Sudden Post-Traumatic Sciatica caused by a
Thoracic Spinal Meningioma
Spinal meningiomas are slow-growing, benign tumors. They are more common in young adults and elderly women. Symptoms can take several years to appear, with localized pain often being the initial sign. Radicular pain can also occur if the tumor compresses nerve roots.
Sudden symptom onset without prior spinal issues is very uncommon in spinal meningiomas. It may be caused by tumor hemorrhage, spinal cord compression due to concurrent trauma, or nerve root and cord entanglement.
After an accidental fall, literature has reported a previously symptom-free 35-year-old woman experienced intense low-back pain radiating to the right sciatic area and weakness in her right leg.
A CT scan showed no abnormalities, but an MRI revealed a tumor on the left side of the spinal canal at the T11 level, displacing the spinal cord downward and to the right. The conus medullaris was unaffected.
The examination of the nervous system revealed diminished strength in the right quadriceps femoris and the flexor and extensor muscles of the right foot. Both knee and ankle reflexes were heightened, and the presence of a positive Babinski sign was observed. Furthermore, there was a slight reduction in sensation (hypoesthesia) in the right leg.
Surgery was carried out to remove an intradural extramedullary meningioma that was attached to the spinal dura’s left postero-lateral surface at the T11-T12 level.

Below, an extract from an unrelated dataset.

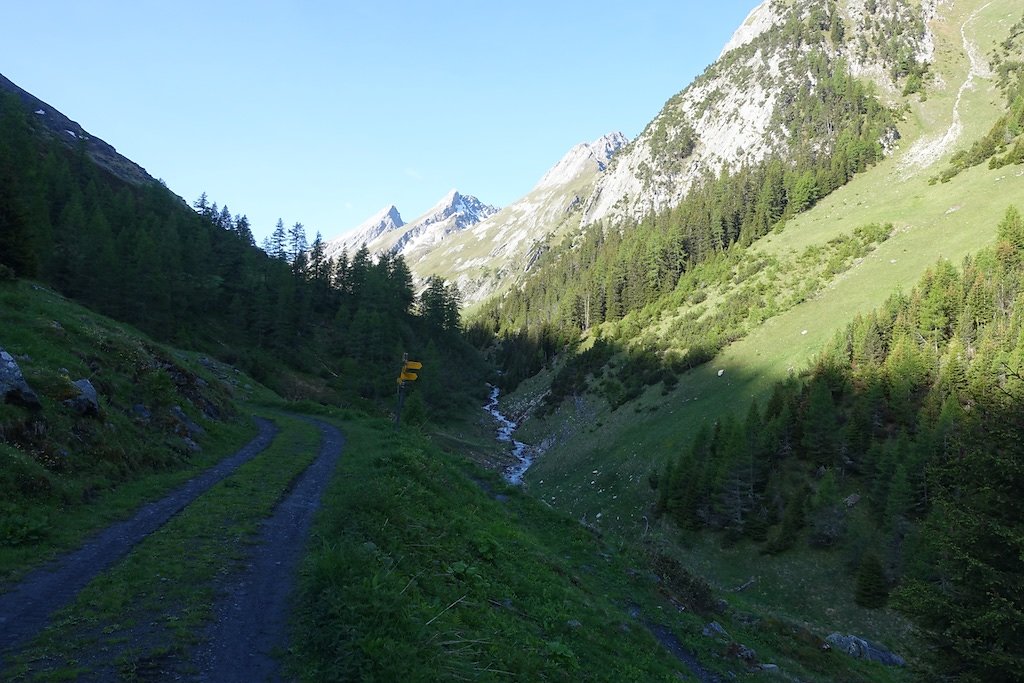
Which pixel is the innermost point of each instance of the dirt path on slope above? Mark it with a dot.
(250, 622)
(26, 609)
(928, 151)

The tumor was identified as an atypical (WHO II) meningioma based on histopathological examination.
After surgery, the patient was symptom-free at the last follow-up, five months post-surgery. Physiotherapy resulted in rapid improvement of right leg paresis, enabling autonomous walking with minimal residual ataxia. The low-back and right sciatic pain progressively disappeared. MRI of the thoracic spine showed no residual tumor or cord compression.
Various factors can contribute to the sudden clinical onset of spinal meningiomas. Symptoms may include abrupt back pain or rapidly worsening neurological deficits. While subarachnoid or subdural bleeding is uncommon in these tumors, it is more frequently observed in other types of tumors.

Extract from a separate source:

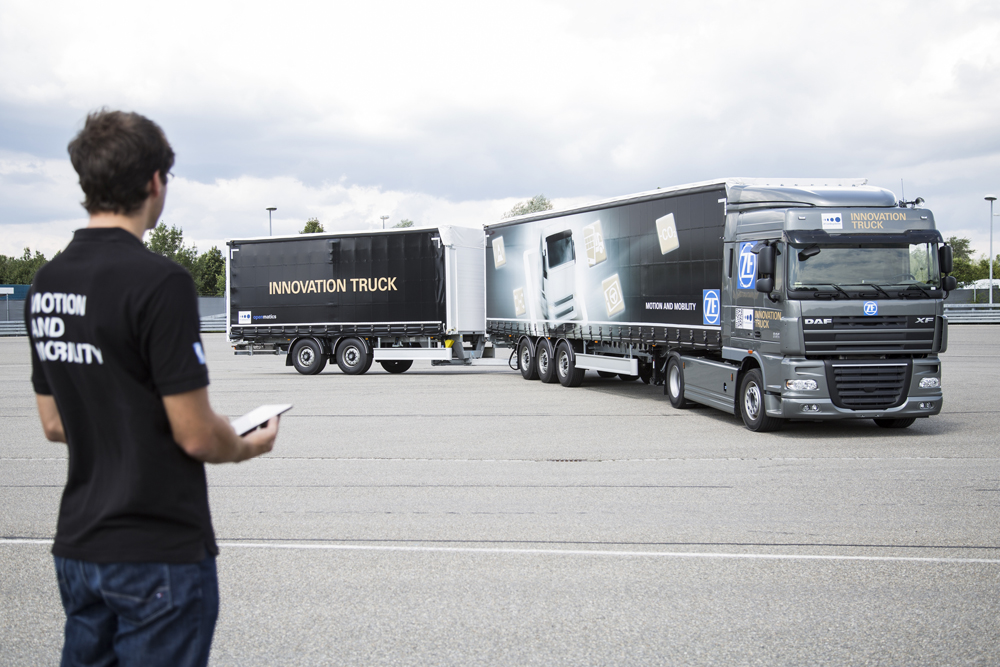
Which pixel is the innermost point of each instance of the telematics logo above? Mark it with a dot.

Another uncommon presentation is acute paraparesis resulting from a vertebral compression fracture at the same level as the tumor. Furthermore, sudden clinical symptoms can arise from abnormal movements of the spine that cause nerve stretching.
Patients with a lower conus position and a tethered cord may experience symptoms even with minor trauma, physical exertion, spinal flexion, or during pregnancy.

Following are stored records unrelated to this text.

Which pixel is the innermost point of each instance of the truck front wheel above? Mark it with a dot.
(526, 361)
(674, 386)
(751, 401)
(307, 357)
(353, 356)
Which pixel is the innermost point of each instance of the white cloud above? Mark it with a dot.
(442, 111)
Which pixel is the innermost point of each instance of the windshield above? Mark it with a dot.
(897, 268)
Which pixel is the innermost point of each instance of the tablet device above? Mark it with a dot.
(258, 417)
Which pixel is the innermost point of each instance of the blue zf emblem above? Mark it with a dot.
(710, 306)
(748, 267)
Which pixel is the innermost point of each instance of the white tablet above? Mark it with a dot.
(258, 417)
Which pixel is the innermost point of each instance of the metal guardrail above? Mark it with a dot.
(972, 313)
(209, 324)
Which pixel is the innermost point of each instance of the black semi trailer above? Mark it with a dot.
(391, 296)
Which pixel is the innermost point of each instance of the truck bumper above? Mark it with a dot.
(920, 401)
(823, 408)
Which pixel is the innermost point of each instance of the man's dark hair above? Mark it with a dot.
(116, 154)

In cases where the spinal cord is positioned normally and there is no thickening of the filum terminalis, clinical symptoms typically emerge later due to the adaptive properties of cerebrospinal fluid and nearby vascular structures.
Only when the tumor compression exceeds the capacity of these structures does it directly impact the spinal cord, resulting in neurological deficits. Stretching of the cord and nerve roots is a rare occurrence, usually seen in specific circumstances involving significant spinal trauma.
In the reported incident, the patient’s accidental fall transmitted force to the spine, causing the stretching of the lower spinal cord and displaced lumbosacral nerve roots already affected by the tumor.
The presence of dentate ligaments, responsible for stabilizing the spinal cord within the dural sac, likely contributed to limiting the mobility of the nervous structures and rendering them more vulnerable to stretching after the trauma.
When sciatic pain occurs suddenly after trauma, it is commonly associated with lumbar or peripheral issues. However, if an MRI of the lumbar spine shows no abnormalities and there are objective neurological signs of spinal cord compression, a compression in the low thoracic cord should be considered.